FL GOP's Congressional Redistricting Plan Likely Blocked for Discrimination
Thursday, May 12, 2022
The new congressional map - crafted by Gov. Ron DeSantis and approved by the Republican-controlled Florida Legislature last month, scatters more than 370,000 Black voters from being able to choose their representative - and a circuit judge says that's unconstitutional.
The ruling, which is expected to be appealed, came as no surprise to observers including those who say they tried to work on a more fairly drawn map.
State Rep. Kelly Skidmore - D-Boca Raton - is a ranking member of the House Congressional Redistricting Subcommittee.
"The court recognized that this was a diminishment of Black representation in Congress," said Skidmore, "and there is a violation of the U.S. Constitution and our Fair Districts Amendment."
The challenge focuses on a north Florida district now held by Rep. Al Lawson - D-Tallahasse. The district runs from Jacksonville west more than 200 miles to Gadsden County and nearly half of its population is Black.

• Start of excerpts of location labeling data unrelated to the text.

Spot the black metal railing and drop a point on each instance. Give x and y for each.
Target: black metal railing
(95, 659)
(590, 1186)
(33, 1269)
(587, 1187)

Lawson says he's pleased with the ruling, while the DeSantis administration issued a statement vowing to appeal.
Skidmore said everyone knew what DeSantis was proposing was unconstitutional.
She said she warned her colleagues during debate but ultimately the Republican leadership in both the House and Senate kowtowed and refused to challenge the governor with a new map of their own after he vetoed theirs.
"When I went to school, you didn't get to grade your own work," said Skidmore, "You don't get to draw the map and then get to approve the map that you drew. That's not how government is supposed to work. There were no checks and balances in that process."
The move by DeSantis prompted mostly Black lawmakers to stage a sit-in protest during the vote for the maps.
The order from the judge expected today or Friday will likely replace the DeSantis map with one of the two that the Legislature put in the bill the governor received in March.
Judge Layne Smith says he plans to follow the state constitution in his ruling. The saga is expected to reach Florida's conservative-leaning Supreme Court.